You can run your Flower project in both simulation and deployment mode without making changes to the code. If you are starting with Flower, we recommend you using the simulation mode as it requires fewer components to be launched manually. By default, flwr run will make use of the Simulation Engine.

Run with the Simulation Engine¶

[!TIP] This example runs faster when the ClientApps have access to a GPU. If your system has one, you can make use of it by configuring the backend.client-resources component in pyproject.toml. If you want to try running the example with GPU right away, use the local-simulation-gpu federation as shown below. Check the Simulation Engine documentation to learn more about Flower simulations and how to optimize them.
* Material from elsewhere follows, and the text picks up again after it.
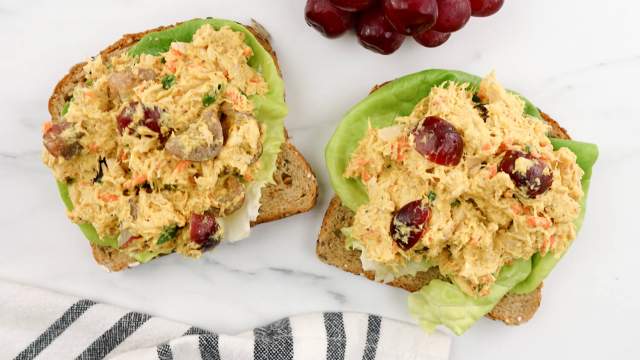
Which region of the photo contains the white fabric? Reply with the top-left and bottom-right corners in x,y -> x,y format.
0,280 -> 451,360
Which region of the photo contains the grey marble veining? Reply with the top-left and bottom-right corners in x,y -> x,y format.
0,0 -> 640,360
# Run with the default federation (CPU only)
flwr run .

Run the project in the local-simulation-gpu federation that gives CPU and GPU resources to each ClientApp. By default, at most 4xClientApp will run in parallel in the available GPU.

# Run with the `local-simulation-gpu` federation
flwr run . local-simulation-gpu

You can also override some of the settings for your ClientApp and ServerApp defined in pyproject.toml. For example:

flwr run . --run-config "num-server-rounds=5 batch-size=32"

Run with the Deployment Engine¶

Follow this how-to guide to run the same app in this example but with Flower’s Deployment Engine. After that, you might be intersted in setting up secure TLS-enabled communications and SuperNode authentication in your federation.

If you are already familiar with how the Deployment Engine works, you may want to learn how to run it using Docker. Check out the Flower with Docker documentation.